Table of Contents | Previous | Next |
Appendix 4.1: Imputations for Item Nonresponse in the Fall 2002 Data
To facilitate analysis of the data, and to ensure that the results obtained by different analysts are consistent with one another, it is desirable to impute missing responses to produce as complete a data set as possible. Imputation also helps to control for nonresponse bias and produce a more representative file for analysis. For example, many software packages select only the cases that are complete on the set of variables analyzed and ignore the cases with incomplete data. Discarding incomplete cases is inefficient, but more seriously, the complete cases may not be representative of the target population; consequently, estimates derived from them are subject to nonresponse bias.
For this study, missing values for fall 2002 variables due to item nonresponse were imputed using hot deck imputation. Hot deck imputation is a procedure where cases with missing values for specific variables have the “holes” in their records filled in with values from other similar cases. Because the imputed values come from actual respondents’ values, hot-deck imputation has the desirable property that imputed values are always realistic and preserve the underlying sampling variation in the data.
The “donor” case from which the imputed value is taken (also referred to as the respondent), is randomly selected from a pool of similar children who are matched to the “recipient” (or nonrespondent) on characteristics that are correlated with the variable being imputed. The aim is to construct pools (or imputation classes) that explain as much of the variance in the variable to be imputed as possible, but are of adequate size so that there is some minimum number of respondents in each class, and donors are not reused too many times. The assumption is that within each imputation class, the mechanism that leads to missing data is “ignorable”; that is, the missing values are as though they were missing at random. This means that the probability that a value is missing can depend on the values of the imputation class variables but, within class, not on the missing outcome values. If implemented carefully, hot deck imputation can preserve the distribution of the data on measured variables so that estimates of distributional characteristics such as percentiles, variability, and correlation will not be distorted. However, if the item response rate is very high, a small percentage of imputed data will have very little effect on the distribution of the variable regardless of the imputation method.
The variables used to form imputation classes or cells were identified from chi-square tests of association and bivariate correlation coefficients. In some cases, they were also determined by skip patterns in the parent questionnaire and other requirements of logical consistency between questionnaire items. The imputation cells were created by cross-tabulating all of these variables at once. A donor was allowed to be used up to three times. When no more donors were available in an imputation class, adjacent cells were collapsed. The order of collapsing was specified so that levels of the least correlated cell variable were collapsed first, followed by the second least correlated variable, etc. until a donor was found. Imputed values have been flagged so that an analyst has the option of not using the imputed data, such as when analyzing the effects of the imputed data on the results.
We imputed missing data for all fall 2002 demographic variables and the fall 2002 measures of each of the spring 2003 outcomes (e.g., parenting practices, child health, assessment scores, child socio-emotional behavior, and other scale variables). The variables that underwent imputation and their item nonresponse rates for the analysis sample used in this report (the spring 2003 child assessment respondents) are given in Exhibit A.4.1.1.
The logical relationships between items were taken into account in the imputation to maintain consistency of the data and attempt to preserve correlations among variables. Closely correlated items such as assessment scores or socio-emotional scales were usually imputed from a single donor child. The donor was randomly selected from within a donor pool of children matched by treatment/control group assignment, language spoken at home, sex, race/ethnicity, and age in months as of September 1, 2002. The score and scale variables were imputed in groups according to similar patterns of missingness (i.e., the joint missing rates) and the degree of correlation among them. This strategy was viewed as a compromise between the desire to avoid throwing away reported scores and the goal of preserving the correlation among score variables. In general only the missing scores were imputed on each record, and children with partially reported scores did not have them overwritten by the donor’s scores.

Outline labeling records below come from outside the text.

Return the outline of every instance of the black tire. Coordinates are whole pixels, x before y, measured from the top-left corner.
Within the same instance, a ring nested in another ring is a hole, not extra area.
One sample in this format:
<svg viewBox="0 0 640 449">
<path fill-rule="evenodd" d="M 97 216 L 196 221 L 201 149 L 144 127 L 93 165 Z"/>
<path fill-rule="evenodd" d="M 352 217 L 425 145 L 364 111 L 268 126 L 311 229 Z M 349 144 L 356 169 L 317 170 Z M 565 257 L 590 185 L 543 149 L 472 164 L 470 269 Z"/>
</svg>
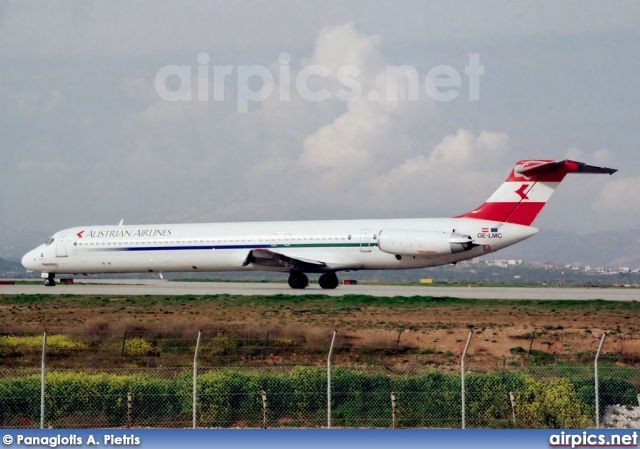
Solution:
<svg viewBox="0 0 640 449">
<path fill-rule="evenodd" d="M 289 287 L 295 289 L 303 289 L 309 285 L 309 278 L 304 273 L 291 273 L 289 275 Z"/>
<path fill-rule="evenodd" d="M 340 281 L 338 280 L 338 276 L 336 276 L 335 273 L 325 273 L 320 276 L 320 279 L 318 279 L 318 284 L 320 284 L 320 287 L 328 290 L 333 290 L 338 286 L 339 283 Z"/>
</svg>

However, for patterns of missingness represented by a small number of children, the donor’s scores were allowed to overwrite the reported scores in the interests of reducing the number of computer runs. It should be noted that the percentage of child records with partial reporting of score and scale variables is small. The socio-emotional scales were either entirely missing or entirely reported for all but a trivial (< 0.1%) percentage of the sample. For the depression, locus of control, welfare, and crime and violence scales, 8.3 percent of the sample had partially missing data (5.6 percent were missing all but one scale, 2.5 percent were missing only one scale, and 0.2 percent were missing some other combination). For the continuous score variables, less than 5 percent of the sample had partial reporting of scores; most were either missing all scores or none.
The order in which items are imputed is also important in preserving the correlation structure in the data, because some imputed items can be used to form imputation cells in the subsequent imputation of related items. This strategy was used, for example, in the imputation of categorical assessment scores, so that the first score that was imputed could be used to create imputation cells for the next score. It was also used throughout in the imputation of correlated demographic and household variables. Similarly, for items associated with a skip pattern in the parent questionnaire, the item that leads into the skip pattern was imputed first and the subsequent items were imputed depending on the value of the skip indicator. The demographic variables were imputed first, then used to impute parenting practice, household income, child health, assessment score, and scale variables. Items with the least amount of nonresponse within a group of related categorical variables were imputed first, then used in the imputation of items with larger amounts of missing data.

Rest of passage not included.